During the positioning process, acquiring distance information is a crucial step for smartphones. However, challenges arise in obtaining reliable distance information due to factors like indoor multipath and human obstruction. Even though we utilize the smartphone’s internal microphone for signal reception, its quality is compromised by the presence of the phone case. The signal received is inferior to that obtained by using the custom-made microphone. To enhance the reliability of distance measurement, we have devised coarse detection and fine detection techniques. During the coarse detection stage, we employ a combination of spectral subtraction and MF-backtracking to ascertain the approximate starting position of the receiving signal. During the fine detection stage, we combine the multi-threshold grouping method with normalization techniques to enhance the intensity of the first path and improve the accuracy of detection.

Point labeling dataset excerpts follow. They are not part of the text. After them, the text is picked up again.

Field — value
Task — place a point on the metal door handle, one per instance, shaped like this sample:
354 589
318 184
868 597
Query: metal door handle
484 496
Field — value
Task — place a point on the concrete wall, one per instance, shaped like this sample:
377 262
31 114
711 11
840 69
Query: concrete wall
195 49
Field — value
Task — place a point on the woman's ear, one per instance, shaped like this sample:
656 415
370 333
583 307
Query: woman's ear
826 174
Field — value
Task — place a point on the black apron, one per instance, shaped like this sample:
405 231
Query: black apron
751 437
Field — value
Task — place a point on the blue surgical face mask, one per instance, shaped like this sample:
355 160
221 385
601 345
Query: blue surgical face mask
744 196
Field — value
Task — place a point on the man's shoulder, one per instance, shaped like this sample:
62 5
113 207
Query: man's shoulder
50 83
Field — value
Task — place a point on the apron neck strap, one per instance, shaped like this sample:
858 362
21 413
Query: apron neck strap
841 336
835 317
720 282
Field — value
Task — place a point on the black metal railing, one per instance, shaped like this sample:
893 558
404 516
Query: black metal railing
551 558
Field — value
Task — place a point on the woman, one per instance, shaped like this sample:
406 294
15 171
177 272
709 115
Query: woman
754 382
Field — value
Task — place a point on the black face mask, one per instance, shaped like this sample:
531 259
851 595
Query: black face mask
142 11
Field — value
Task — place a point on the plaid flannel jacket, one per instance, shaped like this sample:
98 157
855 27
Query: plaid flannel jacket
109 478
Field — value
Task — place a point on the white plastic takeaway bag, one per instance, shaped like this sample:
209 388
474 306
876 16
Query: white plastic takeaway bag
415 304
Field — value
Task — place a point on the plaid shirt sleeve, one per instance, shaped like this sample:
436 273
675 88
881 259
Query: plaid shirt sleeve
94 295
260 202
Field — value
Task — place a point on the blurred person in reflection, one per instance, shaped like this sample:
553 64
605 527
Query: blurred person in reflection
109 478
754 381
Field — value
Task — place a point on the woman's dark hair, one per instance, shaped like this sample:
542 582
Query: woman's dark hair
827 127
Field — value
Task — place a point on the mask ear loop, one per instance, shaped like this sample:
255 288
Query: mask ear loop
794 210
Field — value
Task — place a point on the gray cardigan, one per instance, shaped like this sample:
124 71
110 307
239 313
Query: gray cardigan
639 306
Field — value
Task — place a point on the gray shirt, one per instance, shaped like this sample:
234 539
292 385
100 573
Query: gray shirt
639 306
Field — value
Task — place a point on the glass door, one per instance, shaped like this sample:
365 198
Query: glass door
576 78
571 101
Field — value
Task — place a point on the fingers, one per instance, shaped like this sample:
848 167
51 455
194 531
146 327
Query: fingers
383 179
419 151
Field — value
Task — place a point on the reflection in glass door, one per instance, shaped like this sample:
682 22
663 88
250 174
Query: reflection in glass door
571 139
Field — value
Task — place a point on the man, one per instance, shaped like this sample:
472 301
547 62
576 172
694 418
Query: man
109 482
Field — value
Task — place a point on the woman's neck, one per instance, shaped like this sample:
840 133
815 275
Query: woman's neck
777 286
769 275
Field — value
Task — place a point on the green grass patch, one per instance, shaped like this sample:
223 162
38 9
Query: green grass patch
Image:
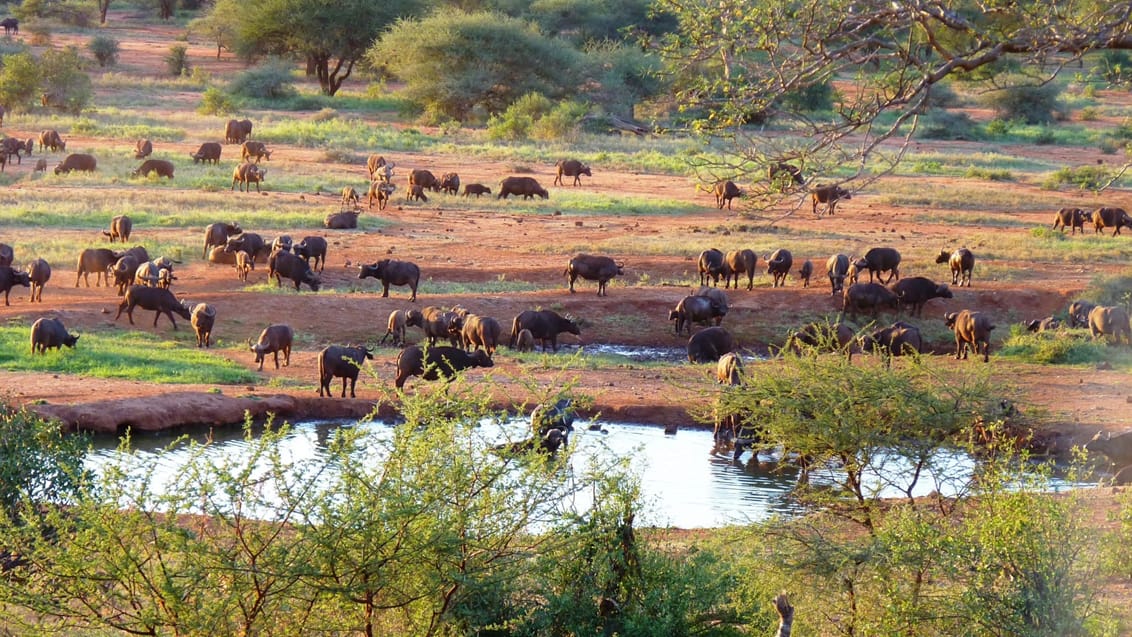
127 354
1063 347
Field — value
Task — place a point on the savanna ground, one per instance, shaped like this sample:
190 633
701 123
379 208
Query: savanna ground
498 258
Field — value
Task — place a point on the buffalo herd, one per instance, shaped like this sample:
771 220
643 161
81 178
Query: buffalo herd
472 339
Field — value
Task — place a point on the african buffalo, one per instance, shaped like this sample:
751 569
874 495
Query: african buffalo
399 320
778 266
50 334
830 196
1111 320
437 362
393 273
207 152
156 299
881 259
545 326
725 192
120 227
337 361
695 309
525 186
961 263
592 267
571 168
39 273
972 330
712 265
10 277
709 344
273 339
738 263
917 291
837 268
283 264
860 297
220 234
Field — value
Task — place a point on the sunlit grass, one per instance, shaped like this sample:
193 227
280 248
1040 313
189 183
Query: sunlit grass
170 358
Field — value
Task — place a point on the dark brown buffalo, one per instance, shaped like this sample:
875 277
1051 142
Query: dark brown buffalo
712 265
438 323
883 259
123 270
10 277
237 131
50 334
120 229
207 152
778 266
79 162
39 273
312 248
273 339
829 196
344 220
400 320
1111 217
1072 218
449 183
246 174
162 168
204 319
283 264
867 297
393 273
972 329
337 361
219 234
437 362
545 326
526 187
425 179
738 263
917 291
709 344
476 189
592 267
481 332
571 168
961 263
94 260
257 149
156 299
725 192
837 268
696 309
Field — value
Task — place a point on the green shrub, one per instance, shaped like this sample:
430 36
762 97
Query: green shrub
177 60
271 80
104 50
1086 178
946 125
215 102
1027 103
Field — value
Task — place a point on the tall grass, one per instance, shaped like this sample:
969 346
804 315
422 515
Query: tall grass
168 358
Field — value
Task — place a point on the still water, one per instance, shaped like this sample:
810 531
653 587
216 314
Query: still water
684 484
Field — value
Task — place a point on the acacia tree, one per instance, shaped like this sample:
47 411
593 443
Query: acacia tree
735 60
332 35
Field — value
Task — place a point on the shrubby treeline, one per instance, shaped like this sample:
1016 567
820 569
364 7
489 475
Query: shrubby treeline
428 532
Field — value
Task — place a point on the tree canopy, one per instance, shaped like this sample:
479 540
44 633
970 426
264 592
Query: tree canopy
456 62
332 35
736 60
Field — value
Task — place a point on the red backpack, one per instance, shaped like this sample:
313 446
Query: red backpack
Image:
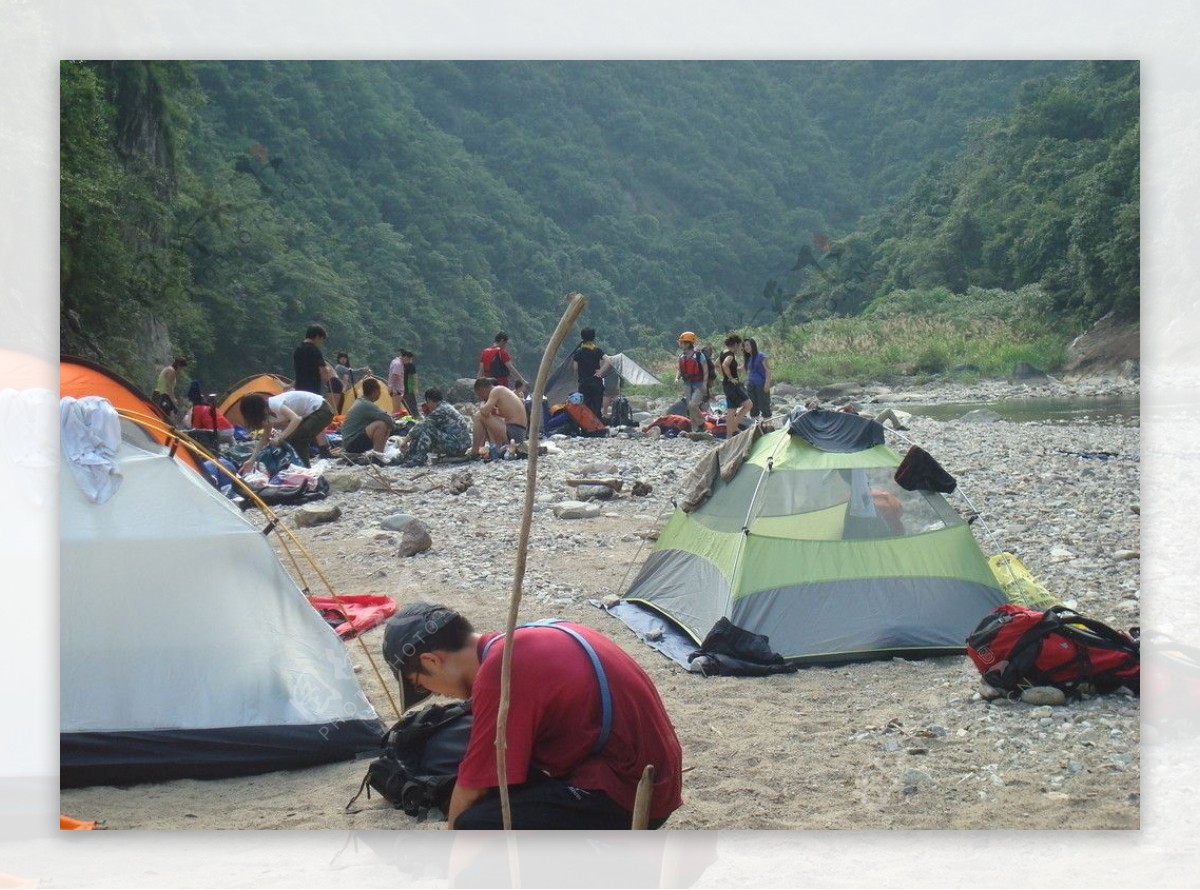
691 366
1015 648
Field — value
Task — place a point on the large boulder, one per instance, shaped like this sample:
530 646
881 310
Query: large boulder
1110 348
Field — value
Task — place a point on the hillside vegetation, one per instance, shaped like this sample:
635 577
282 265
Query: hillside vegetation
431 204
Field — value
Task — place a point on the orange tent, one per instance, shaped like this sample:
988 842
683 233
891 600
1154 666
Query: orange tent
82 377
267 385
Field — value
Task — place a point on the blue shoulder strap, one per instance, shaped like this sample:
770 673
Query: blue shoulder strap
601 677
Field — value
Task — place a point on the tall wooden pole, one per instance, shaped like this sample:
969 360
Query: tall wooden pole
575 306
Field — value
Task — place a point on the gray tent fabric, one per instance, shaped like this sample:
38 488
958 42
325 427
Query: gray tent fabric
563 382
834 431
721 462
819 549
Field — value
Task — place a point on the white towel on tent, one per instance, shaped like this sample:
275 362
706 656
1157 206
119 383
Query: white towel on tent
91 433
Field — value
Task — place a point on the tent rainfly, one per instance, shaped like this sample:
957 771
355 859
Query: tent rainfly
267 385
186 650
810 541
563 382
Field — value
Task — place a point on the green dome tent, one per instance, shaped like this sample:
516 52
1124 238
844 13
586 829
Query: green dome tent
807 539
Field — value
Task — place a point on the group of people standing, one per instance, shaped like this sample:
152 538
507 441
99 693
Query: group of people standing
300 415
699 373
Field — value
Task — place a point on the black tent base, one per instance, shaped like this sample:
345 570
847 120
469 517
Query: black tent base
667 637
157 756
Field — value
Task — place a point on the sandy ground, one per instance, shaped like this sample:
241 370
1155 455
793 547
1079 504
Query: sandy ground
882 745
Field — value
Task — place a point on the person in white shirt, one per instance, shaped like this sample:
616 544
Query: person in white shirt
300 418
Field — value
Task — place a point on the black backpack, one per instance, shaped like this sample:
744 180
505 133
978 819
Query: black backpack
497 368
622 414
419 761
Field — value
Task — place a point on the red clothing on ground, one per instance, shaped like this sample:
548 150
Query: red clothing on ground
555 720
202 418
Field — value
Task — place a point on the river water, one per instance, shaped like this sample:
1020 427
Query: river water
1117 410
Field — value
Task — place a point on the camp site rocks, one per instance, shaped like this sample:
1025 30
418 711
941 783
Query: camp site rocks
905 744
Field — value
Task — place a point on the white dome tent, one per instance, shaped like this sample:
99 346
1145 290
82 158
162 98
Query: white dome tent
186 648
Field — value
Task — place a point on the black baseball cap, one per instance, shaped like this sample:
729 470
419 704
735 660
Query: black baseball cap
402 643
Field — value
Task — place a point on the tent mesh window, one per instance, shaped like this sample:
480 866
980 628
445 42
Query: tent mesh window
823 505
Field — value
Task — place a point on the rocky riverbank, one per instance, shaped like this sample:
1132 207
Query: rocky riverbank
895 744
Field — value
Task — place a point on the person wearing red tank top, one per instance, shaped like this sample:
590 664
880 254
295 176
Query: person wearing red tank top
579 735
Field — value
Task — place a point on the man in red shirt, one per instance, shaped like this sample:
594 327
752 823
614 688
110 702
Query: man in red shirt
496 361
568 767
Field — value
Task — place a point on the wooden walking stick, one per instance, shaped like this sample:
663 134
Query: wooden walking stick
642 799
575 306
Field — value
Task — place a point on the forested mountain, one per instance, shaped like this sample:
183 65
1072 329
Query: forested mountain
431 204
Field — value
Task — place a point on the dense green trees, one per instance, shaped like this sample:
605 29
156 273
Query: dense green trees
1047 194
430 204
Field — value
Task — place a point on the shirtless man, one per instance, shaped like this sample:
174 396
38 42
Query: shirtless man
501 418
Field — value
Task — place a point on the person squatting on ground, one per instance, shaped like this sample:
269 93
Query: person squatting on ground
443 431
366 426
693 373
562 773
591 365
496 361
757 379
501 419
737 400
342 380
163 394
300 418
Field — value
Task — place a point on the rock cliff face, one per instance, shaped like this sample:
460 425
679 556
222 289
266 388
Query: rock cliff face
1110 348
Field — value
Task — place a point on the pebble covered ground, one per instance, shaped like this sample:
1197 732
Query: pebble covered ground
889 744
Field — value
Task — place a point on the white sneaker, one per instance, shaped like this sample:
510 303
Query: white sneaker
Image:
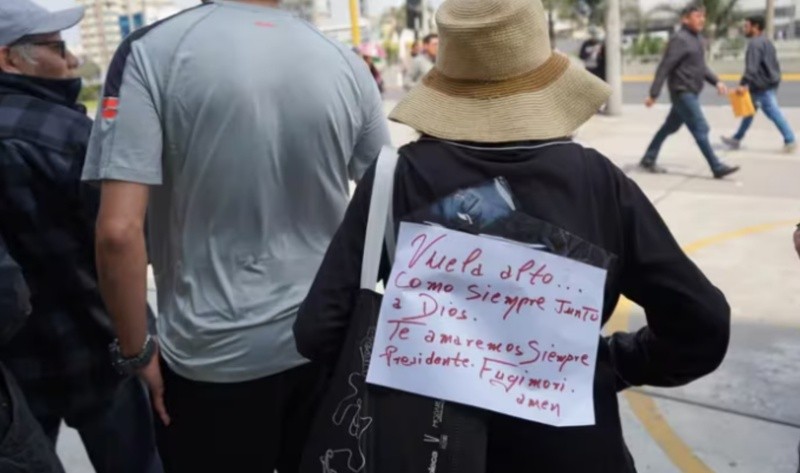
732 143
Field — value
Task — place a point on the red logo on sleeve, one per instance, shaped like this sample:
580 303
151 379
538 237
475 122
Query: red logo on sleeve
110 108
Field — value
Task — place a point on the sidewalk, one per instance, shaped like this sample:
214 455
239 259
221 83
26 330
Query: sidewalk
745 418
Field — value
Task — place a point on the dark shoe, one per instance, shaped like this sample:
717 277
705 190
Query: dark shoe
652 167
725 170
732 143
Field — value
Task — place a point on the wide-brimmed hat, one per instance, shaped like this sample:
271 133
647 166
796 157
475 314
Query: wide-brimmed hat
497 79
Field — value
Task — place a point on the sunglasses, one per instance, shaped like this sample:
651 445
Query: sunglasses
58 46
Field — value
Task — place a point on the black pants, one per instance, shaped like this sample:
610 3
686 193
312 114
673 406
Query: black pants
257 426
24 448
118 437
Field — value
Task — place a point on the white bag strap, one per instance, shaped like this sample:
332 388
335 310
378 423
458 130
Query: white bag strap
380 223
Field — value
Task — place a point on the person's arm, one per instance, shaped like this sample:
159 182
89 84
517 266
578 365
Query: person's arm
122 261
688 319
752 64
676 52
127 164
374 132
324 316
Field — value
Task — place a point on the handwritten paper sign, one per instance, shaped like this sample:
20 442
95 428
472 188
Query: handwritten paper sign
492 324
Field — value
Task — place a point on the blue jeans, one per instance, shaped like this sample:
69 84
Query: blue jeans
119 438
768 102
685 110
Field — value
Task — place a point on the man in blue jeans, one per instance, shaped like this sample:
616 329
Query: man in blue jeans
684 68
762 76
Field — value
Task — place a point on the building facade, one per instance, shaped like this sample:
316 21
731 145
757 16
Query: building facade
108 22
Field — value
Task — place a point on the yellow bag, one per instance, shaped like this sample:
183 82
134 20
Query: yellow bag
742 104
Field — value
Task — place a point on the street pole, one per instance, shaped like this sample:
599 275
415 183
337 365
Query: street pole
355 26
614 57
770 20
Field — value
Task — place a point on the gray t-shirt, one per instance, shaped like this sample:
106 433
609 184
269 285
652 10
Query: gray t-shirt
248 123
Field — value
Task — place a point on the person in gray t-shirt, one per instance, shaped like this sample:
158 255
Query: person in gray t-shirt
241 126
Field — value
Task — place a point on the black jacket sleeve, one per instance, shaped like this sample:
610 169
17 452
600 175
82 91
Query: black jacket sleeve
677 49
753 60
688 319
14 296
324 317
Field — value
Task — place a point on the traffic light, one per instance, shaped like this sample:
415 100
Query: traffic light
413 14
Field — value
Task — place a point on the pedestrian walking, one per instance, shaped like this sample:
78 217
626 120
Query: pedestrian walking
423 62
499 104
685 70
23 445
244 149
762 77
60 357
593 53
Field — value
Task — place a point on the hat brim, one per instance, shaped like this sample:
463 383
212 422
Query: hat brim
58 21
555 110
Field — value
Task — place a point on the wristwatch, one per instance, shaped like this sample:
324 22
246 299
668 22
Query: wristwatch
129 366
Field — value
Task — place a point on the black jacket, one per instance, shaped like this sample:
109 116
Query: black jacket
762 69
15 305
47 219
583 193
684 65
23 446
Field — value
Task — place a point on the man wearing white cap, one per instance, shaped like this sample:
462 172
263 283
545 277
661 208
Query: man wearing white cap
60 356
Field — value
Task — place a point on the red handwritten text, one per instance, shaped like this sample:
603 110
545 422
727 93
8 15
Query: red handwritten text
585 314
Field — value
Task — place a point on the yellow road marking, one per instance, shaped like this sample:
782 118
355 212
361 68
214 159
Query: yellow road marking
643 406
646 78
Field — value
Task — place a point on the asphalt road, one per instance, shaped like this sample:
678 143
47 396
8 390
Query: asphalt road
636 92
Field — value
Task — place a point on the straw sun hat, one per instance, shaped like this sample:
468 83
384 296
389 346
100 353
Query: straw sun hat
496 78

Acoustic indoor positioning technology leverages microphones and speakers for localization, and it possesses the following characteristics: Due to the relatively slower propagation speed of sound compared with radio frequencies, the synchronization requirements for achieving high-precision acoustic positioning are reduced. For location-based service providers, although deploying acoustic nodes indoors is necessary for acoustic indoor positioning technology, the affordability of commercial acoustic components is expected to enable cost-effective infrastructure investments while achieving sub-meter-level high-precision indoor positioning. For users, since microphones and speakers are standard features on handheld mobile devices, they can receive high-precision positioning services without any additional costs. These advantages have sparked an increasing interest among researchers in the field of acoustic indoor positioning technology. We also took these advantages into consideration and developed the RATBILS system. Specifically, we have conducted the following work:
- (1)
We have designed an active sensing system that allows smartphones to determine their location information without requiring any additional sensors for users.
- (2)
We propose a robust time-delay estimation algorithm, referred to as the coarse detection and fine detection method, which provides a reliable guarantee for accurate TDOA measurements and localization.
- (3)
We have designed a FIR-MF detector for detection of encoded chirp signals transmitted by different acoustic nodes.
- (4)
Our method is capable of adapting to adverse conditions such as human body occlusion and strong multipath interference through coarse and fine detection.
- (5)
Our extensive experimental results demonstrate that our proposed system exhibits accuracy and robustness for smartphone localization across two real-world scenarios.